Everest earned his master’s degree at Stanford, studying communications while working on farms to support himself. His turban and beard not only attracted attention at the school but prevented him from getting a job in the profession he trained for. Professor Nicole Ranganath, the curator and historian at Pioneering Punjabis Digital Archive, recounts a conversation between Everest and an administrator at Chico State after Everest applied for an academic job as a professor. “You're overqualified for this position, but you're not an all-American boy.” This despite Sikhs having been in the United States since the late 19th century. (Sikhs, along with other South Asians, were denied citizenship between 1923 and 1946).

A sea of eyes
Illustration by Hari Singh Everest

Eventually, Everest became an elementary school teacher—the first South Asian teacher in his district. He taught there for 20 years. 

During the course of his career, Everest become a prolific writer, a poet, a community leader, the president of United Sikhs for Human Rights, an editor of magazines and a volunteer at many institutions including the California Department of Education Ethnic Advisory Council and the Sutter County Juvenile Justice and Delinquency Prevention Commission. But, despite his successful immigration story, he was never regarded as fully American to many who encountered him. 

 

Harassment, Hate and Bias

It’s been 60 years since Everest drew the sea of eyes. But the ignorance and suspicion the eyes represent is still prevalent today—and it often falls on Sikh families and communities to do the outreach required to create inclusive spaces.  

There’s clearly a need. According to the 2013 report Turban Myths, published by the Stanford University Peace Innovation Lab and the Sikh American Legal Defense and Education Fund, there is a profound lack of knowledge in the U.S. about the Sikh community and widespread bias against those who wear turbans. Key findings of the study reveal:

  • 49 percent of Americans believe that “Sikh” is a sect of Islam (it is an independent religion).
  • Only 21 percent of respondents identified India as the geographic origin of Sikhism. 
  • When shown a photograph of a Sikh man, about 70 percent of respondents could not correctly identify his religion.

And it’s not just a lack of information. One in five respondents in the same study said that when they saw a stranger wearing a turban it made them feel “angry” or “apprehensive.” Together, this fear and ignorance have resulted in Sikhs being targeted for hate and bias crimes. From the first Sikh victim of the rash of post-9/11 hate crimes to the massacre at a Milwaukee gurdwara in Oak Creek, Wisconsin, in 2012, Sikhs have been paying the price for a toxic combination of ignorance and religious intolerance for decades. 

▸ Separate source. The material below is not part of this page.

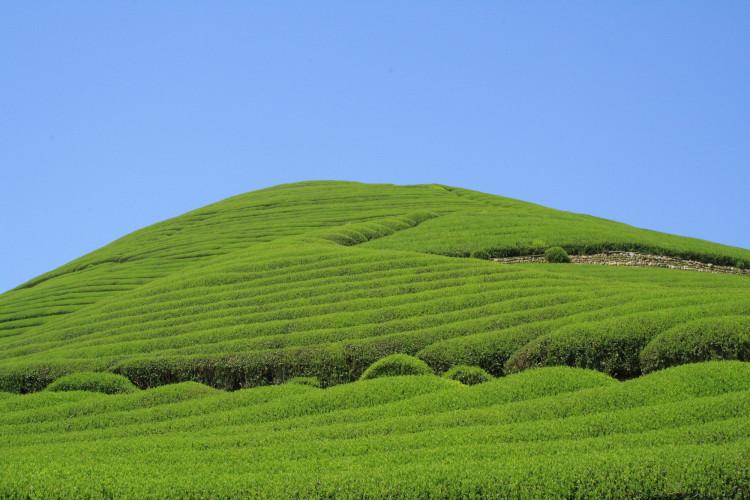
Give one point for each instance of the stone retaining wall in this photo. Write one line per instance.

The same hate and bias is evident in classrooms across the nation and has been for years. Prabhu Singh Khalsa, who attended school in New Mexico in the 1990s, remembers, “My twin brother and I were the only Sikh kids and the only Anglo kids in our school. We faced pretty much hourly harassment about our patkas (turbans) from 2nd grade to 6th grade.” Vikram Singh Mangat, who attended schools in multiple districts in the Northeast in the 2000s, says the bullying he faced—and the schools’ poor responses to it—have had lasting effects. “It was mostly in middle school where I got targeted the most,” he recalls. “I was called Bin Laden, terrorist, stuff like that, and it hurt. It was a diverse school, and maybe other kids went through this also. But the school culture was such that it taught me to keep things to myself, and that really affected my mental health later on in life.”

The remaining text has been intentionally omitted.